Von Sebastian Dreher
Dicke Rasta-Locken unter der Häkelmütze, eine selbstgedrehte Kippe in der Hand und im Gesicht ein breites Lachen: Sebastian Sturm sitzt auf der Terrasse des Last Exit und sieht aus, als ob er gerade erst aus dem Flieger aus Kingston, Jamaica, gefallen ist. Um so erstaunlicher, dass er, der seit vielen Jahren aus der deutschen Roots-Reggae-Szene nicht mehr wegzudenken ist, noch nie im gelobten Land der Reggae-Musik war.
Karibische Legenden
„Bis jetzt“, sagt Sturm und nippt am Orangensaft. „Morgen früh geht mein Flieger. Ich bin echt aufgeregt.“ Eine Woche lang wird er zusammen mit den Produzenten-Ikonen Stephen Stewart und Sam Clayton an seinem neuen Album arbeiten. „Die beiden sind Legenden“, sagt Sturm. „Bereits die Aufnahmen mit ihnen zu machen, war eine Hammer-Erfahrung.“ Die sind allerdings nicht auf Jamaica, sondern in der Eifel gemacht worden. Stewart und Clayton sind dafür aus dem Urlaubsparadies ins regnerische Deutschland geflogen. Die ganze Crew wurde bei Blankenheim in ein Ferienhaus eingemietet, um möglichst intensiv arbeiten zu können.

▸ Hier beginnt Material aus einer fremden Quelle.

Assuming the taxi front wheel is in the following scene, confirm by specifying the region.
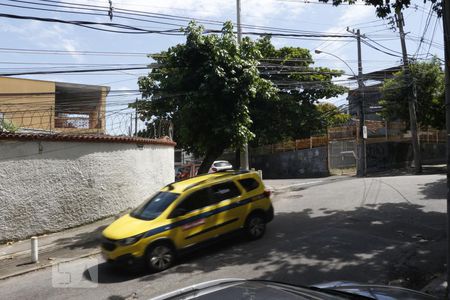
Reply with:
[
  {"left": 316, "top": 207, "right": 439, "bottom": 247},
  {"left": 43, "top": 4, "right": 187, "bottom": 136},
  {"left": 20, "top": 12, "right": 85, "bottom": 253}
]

„Wir waren so elektrisiert, wir haben zu allem ,tierisch‘ gesagt“, erinnert sich Sturm. „Stephen und Sam waren etwas verwirrt, weil sie immer nur ,tears‘ verstanden haben.“ Es dauerte nicht lange, dann war alles einfach nur „tears“, der letzte Take, der Groove, die ganze Atmosphäre: „Yeah, fucking tears“.
Entspanntes Aufnehmen
13 Songs wurden so in kürzester Zeit und völlig relaxed eingespielt. An seinen vorherigen Alben hat Sturm monatelang herumgetüftelt, dieses Mal ging alles wie von selbst. „Stephen hat immer gesagt: ‘Play it like it is’. Das hat sich so richtig angefühlt, dass ich gar nicht mehr in die Aufnahmen reingehört habe – das mache ich erst auf Jamaica.“
Sebastian Sturm ist 1980 in Aachen geboren, als Sohn einer indonesischen Mutter und eines deutschen Vaters. Aufgewachsen ist er in Eschweiler, seine ersten Musikerfahrungen hat er mit 15 Jahren in einer Punkband gemacht. Irgendwann hat er seine Liebe zum Roots-Reggae entdeckt. Mit seiner Band Jogit Beat tingelte er durch die einschlägigen Clubs, Wild Rover, AZ, Jakobshof. Irgendwann bekam er einen Anruf von Martin Pauen, Drummer der Jin Jin Band und dazu Produzent, der schon Künstler wie Jule Neigel, Wonderwall und Malte Kelly betreut hat. „Martin wollte, dass ich mit der Jin Jin Band Grönemeyer cover“, sagt Sturm. „Aber deutsch singen ist nichts für mich.“ Nach langer Überredungskunst hat er sich doch mit der Band getroffen und wie der Zufall so will – es lief super.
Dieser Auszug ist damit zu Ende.